Search code examples
hadoopcluster-computingvirtualizationvirtual-machine

Hadoop virtual cluster vs single machine


I have a question regarding speed & performance of using multiple virtualized nodes in a single machine VS single node on the single machine itself.

which one will perform better?

The reason why I ask this question is because I am currently learning hadoop on a single machine, and I see some tutorials on the internet that shows the use of multiple virtualized nodes in a single machine.

Thank you in advance


Solution

  • There is always some overhead that comes with virtualization, so unless really necessary I wouldn't advise to run Hadoop in a virtualized environment.

    That being said, I know VMWare did a lot of work on making Hadoop work in a virtualized environment, and they have published some benchmarks in which they claim under certain conditions to have better performance with VMs that a native application. I haven't played much with vSphere, but this could be something to look at if you want to explore virtualization further. But don't take the numbers for granted, it really depends on the type of hardware you're running, so in some conditions I think you might gain some performance with VMs, but I'm guessing from experience that in most cases you won't gain anything.

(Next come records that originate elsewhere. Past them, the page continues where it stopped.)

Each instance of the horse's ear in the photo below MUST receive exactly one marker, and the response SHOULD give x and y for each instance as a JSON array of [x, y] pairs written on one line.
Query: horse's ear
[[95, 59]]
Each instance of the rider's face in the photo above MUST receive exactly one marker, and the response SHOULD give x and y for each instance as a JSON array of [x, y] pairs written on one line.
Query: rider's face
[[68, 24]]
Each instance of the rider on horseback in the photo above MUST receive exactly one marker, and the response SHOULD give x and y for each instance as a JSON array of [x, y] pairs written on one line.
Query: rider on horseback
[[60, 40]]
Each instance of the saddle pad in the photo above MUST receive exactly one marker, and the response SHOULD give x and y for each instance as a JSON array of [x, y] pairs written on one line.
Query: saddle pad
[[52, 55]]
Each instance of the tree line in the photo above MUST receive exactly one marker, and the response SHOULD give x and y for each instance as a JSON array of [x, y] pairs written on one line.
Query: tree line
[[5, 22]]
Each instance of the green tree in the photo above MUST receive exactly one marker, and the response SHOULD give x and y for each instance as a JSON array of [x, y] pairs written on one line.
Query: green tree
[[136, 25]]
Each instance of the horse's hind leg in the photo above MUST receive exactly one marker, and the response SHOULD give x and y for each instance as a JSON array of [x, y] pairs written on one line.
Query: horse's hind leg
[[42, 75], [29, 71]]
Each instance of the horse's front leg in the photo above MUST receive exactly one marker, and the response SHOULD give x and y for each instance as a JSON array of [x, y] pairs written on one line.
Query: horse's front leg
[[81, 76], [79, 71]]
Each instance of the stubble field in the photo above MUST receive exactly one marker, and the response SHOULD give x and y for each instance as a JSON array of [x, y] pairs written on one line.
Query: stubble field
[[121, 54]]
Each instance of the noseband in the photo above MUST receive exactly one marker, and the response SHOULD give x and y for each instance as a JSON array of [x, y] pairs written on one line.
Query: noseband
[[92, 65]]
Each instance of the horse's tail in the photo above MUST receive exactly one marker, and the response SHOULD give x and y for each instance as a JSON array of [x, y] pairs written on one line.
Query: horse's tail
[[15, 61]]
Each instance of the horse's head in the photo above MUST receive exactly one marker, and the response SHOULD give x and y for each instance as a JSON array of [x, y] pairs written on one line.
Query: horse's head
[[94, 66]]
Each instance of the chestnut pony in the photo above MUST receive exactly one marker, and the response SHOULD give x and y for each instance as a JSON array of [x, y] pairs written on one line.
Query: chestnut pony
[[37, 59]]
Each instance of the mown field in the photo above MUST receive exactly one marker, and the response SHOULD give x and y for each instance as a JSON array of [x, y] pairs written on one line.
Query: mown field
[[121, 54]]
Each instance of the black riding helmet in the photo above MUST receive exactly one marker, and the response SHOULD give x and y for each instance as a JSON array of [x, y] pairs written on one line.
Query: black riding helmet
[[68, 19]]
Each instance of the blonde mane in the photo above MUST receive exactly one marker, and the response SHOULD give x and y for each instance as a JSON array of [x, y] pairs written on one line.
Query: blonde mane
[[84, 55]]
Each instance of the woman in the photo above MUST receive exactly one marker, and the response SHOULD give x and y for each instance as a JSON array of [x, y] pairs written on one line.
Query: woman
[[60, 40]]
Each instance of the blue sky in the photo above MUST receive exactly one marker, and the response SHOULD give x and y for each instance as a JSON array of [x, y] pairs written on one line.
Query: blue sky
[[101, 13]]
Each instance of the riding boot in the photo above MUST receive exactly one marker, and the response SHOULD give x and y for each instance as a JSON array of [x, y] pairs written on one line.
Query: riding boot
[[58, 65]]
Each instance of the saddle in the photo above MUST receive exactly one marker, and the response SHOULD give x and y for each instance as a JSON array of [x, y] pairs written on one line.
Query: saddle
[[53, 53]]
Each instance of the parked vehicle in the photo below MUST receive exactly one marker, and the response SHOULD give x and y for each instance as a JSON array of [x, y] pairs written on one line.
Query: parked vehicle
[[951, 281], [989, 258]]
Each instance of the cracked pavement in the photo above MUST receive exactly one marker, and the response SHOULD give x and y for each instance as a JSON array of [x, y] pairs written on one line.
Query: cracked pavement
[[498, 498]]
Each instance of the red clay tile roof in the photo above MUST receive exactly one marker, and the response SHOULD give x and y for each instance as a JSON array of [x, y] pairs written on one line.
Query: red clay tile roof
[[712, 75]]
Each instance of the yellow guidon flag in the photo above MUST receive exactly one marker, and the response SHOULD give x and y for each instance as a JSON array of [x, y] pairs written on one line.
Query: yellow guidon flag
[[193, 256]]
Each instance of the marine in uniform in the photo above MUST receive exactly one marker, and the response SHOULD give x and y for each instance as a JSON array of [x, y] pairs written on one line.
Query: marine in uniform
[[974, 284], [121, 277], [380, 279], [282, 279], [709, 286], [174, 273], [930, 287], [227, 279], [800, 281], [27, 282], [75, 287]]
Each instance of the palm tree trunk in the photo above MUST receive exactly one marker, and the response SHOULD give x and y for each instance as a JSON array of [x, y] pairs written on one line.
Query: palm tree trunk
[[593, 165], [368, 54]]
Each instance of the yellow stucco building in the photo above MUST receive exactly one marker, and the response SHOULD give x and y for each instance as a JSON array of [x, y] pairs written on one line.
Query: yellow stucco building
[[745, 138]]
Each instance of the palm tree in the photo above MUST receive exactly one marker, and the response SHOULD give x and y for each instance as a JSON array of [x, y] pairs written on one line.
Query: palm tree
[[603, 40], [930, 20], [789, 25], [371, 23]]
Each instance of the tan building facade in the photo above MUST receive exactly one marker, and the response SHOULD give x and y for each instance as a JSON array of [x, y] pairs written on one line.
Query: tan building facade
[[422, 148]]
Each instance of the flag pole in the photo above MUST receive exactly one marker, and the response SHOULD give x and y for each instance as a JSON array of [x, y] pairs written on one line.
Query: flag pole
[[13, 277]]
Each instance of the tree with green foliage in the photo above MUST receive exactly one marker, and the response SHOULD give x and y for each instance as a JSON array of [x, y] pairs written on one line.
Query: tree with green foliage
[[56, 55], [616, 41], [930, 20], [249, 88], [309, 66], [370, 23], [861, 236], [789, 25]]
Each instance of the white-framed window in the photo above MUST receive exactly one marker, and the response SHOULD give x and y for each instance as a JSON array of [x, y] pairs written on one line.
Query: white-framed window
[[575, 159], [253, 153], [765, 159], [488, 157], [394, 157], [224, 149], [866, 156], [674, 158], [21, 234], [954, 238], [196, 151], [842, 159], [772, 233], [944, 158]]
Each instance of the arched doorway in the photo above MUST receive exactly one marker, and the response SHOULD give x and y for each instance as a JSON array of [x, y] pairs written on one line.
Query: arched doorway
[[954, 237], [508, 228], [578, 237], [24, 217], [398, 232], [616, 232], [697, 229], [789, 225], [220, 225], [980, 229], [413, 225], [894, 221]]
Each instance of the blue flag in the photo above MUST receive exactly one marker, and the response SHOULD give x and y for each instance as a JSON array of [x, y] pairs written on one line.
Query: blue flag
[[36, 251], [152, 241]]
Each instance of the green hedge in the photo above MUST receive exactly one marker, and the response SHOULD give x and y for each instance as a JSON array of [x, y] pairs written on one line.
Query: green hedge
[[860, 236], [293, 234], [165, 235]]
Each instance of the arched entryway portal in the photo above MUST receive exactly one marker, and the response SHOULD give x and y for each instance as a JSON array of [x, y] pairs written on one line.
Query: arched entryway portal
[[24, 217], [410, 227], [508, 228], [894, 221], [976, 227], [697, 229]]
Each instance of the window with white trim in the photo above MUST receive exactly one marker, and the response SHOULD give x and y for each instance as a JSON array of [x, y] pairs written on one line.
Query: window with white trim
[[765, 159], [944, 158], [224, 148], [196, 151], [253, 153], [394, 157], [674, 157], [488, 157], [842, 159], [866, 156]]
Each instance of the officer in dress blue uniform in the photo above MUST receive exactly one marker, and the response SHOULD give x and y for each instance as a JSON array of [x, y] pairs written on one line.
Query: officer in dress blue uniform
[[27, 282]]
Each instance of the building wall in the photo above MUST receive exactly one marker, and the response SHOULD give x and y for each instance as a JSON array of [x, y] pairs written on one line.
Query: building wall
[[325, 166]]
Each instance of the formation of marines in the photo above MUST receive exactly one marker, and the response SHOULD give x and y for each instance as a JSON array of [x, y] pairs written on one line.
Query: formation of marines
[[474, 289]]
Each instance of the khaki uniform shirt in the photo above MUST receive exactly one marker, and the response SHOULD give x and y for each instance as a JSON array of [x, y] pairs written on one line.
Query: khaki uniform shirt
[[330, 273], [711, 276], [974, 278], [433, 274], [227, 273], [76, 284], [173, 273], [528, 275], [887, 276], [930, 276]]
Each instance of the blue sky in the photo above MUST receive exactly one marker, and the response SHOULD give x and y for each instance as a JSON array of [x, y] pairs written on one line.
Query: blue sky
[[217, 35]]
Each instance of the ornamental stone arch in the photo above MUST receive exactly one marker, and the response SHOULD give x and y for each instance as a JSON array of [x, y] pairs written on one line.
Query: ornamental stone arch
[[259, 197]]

    If you're just getting started and testing with Hadoop, I think virtualizing is overkill. You can very easily run Hadoop in pseudo-distributed mode, which means that you can run multiple Hadoop daemons on the same box, each as a separate process. That's what I used to get started with Hadoop, and it's a good head start. You can find more info here (or might need another page depending on which Hadoop version you're running).

    If you get to the point where you want to test with a real cluster, but don't have the resources, I would advise looking at Amazon Elastic Map/Reduce: it gives you a cluster on demand and it's pretty cheap. That way you can do more advanced tests. More info here.

    the bottom line is, I think if the purpose is simply testing, you don't really need a virtual cluster.